Those who oppose the death penalty have come up with many reasons that life in
prison without parole, or LWOP, is a better means of dealing with violent
criminals. One reason is the risk of executing the innocent. (Bedau1) This
risk is very small considering that since 1900 only 23 people, who were possibly
innocent, were executed. (http://www.hotsites) Those who oppose the death
penalty claim that the number of blacks is disproportionate to that of women and
white men. (Bedau1) This has been proven to be true and is the most vital
argument of the opposers. Wealth and fame take a pivotal part in the trial of
a defendant. Poor defendants are give court-appointed lawyers; however, rich
and famous defendants can afford fancy lawyers. (Bedau1) One example of this is
the OJ Simpson trial.
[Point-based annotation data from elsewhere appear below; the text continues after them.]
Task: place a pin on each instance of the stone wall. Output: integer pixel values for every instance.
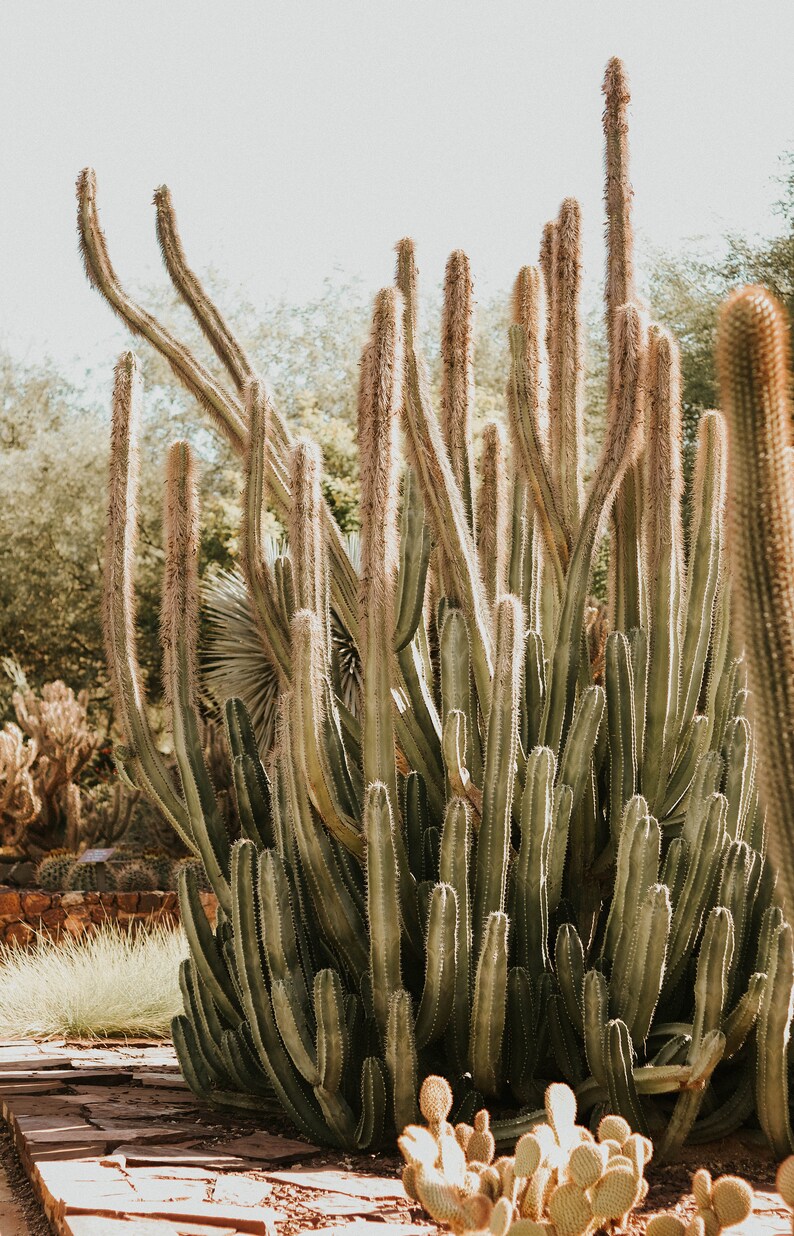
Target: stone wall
(27, 912)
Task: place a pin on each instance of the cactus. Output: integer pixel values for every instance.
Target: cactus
(55, 869)
(532, 850)
(752, 359)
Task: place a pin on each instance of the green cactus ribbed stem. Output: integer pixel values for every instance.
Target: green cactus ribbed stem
(500, 763)
(489, 1004)
(620, 449)
(755, 376)
(380, 397)
(440, 492)
(252, 556)
(382, 900)
(142, 755)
If OJ was a normal middle to lower class person he would
not be able to afford lawyers like Johnny Cochran and would probably have been
found guilty.

There are many forms of execution. Some have been labeled barbaric and
forbidden nearly everywhere. Currently the only accepted means of execution are:
electrocution, the gas chamber, firing squad and lethal injection. (Bedau1) The
firing squad is only used it Utah upon request. (Guernsey, 54) Montana, New
Hampshire and Washington are the only states that allow hangings. (55)

The electric chair was introduced in New York in 1890 and is now used in
24 states. (Bedau2) The criminal is seated in a chair. Electrodes are attached
to the head and a leg. Pulses of 2000 volts are sent through his body for about
three minutes or until he appears to be dead. The fact that the electrodes
reach 1900°C and the brain reaches the boiling point causes one to doubt the
humanity of this practice. (Guernsey, 53)

Lethal injection is thought to be the least painful method of execution.
The person is strapped down and a given a deadly dose of barbiturates via IV.
(Bedau2) However this process also has its flaws. "It took technicians 45
minutes of sticking to find a proper vein for the injection"(Guernsey, 59) on
Peter Morin. Needles have also been know to fly out in the middle of the
injection. (59)

The gas chamber was first used in Nevada in 1924. (Bedau2) The prisoner
is strapped into a chair and cyanide gas is administered through a hole in the
floor. Death takes from three to four minutes, but prisoners have been known to
go into convulsions or choke to death on the gas. (Guernsey, 59)

After learning about our modern methods of execution one wonders if
these methods are humane. Is being struck with enough electricity to cause the
eyeballs pop out of their sockets any better than being beheaded? (Guernsey, 59)
Is the death penalty "cruel and unusual punishment'? We must devise more sane
methods of execution which are quick and efficient. Most importantly we must
make the appeals process more orderly to cut down on the glut of inmates on
death row, and therefore cut down on the money wasted housing prisoners during
the appeals process.

Works Cited

1. Bedau, Hugo Adam "Capital Punishment" Encarta 96 Encyclopedia
(CD-ROM) Microsoft Corporation, 1996.

2. http://www.schoolsucks.com/papers/law/dp.txt (website)

3. The Holy Bible

4. Bedau, Hugo A. "Capital Punishment" Grolier Multimedia Encyclopedia
(CD-ROM) Grolier Electronic Publishing, Inc. 1995.

5. Guernsey, JoAnn Bren. Should We Have Capital Punishment?. Minneapolis:
Lerner Publications Co., 1993.

6. http://www.hotsites.com/fightback/jfa/DP.html (website)

7. Bender, David L., and Bruno Leone. The Death Penalty Opposing Viewpoints.
San Diego: Greenhaven Press, Inc., 1991.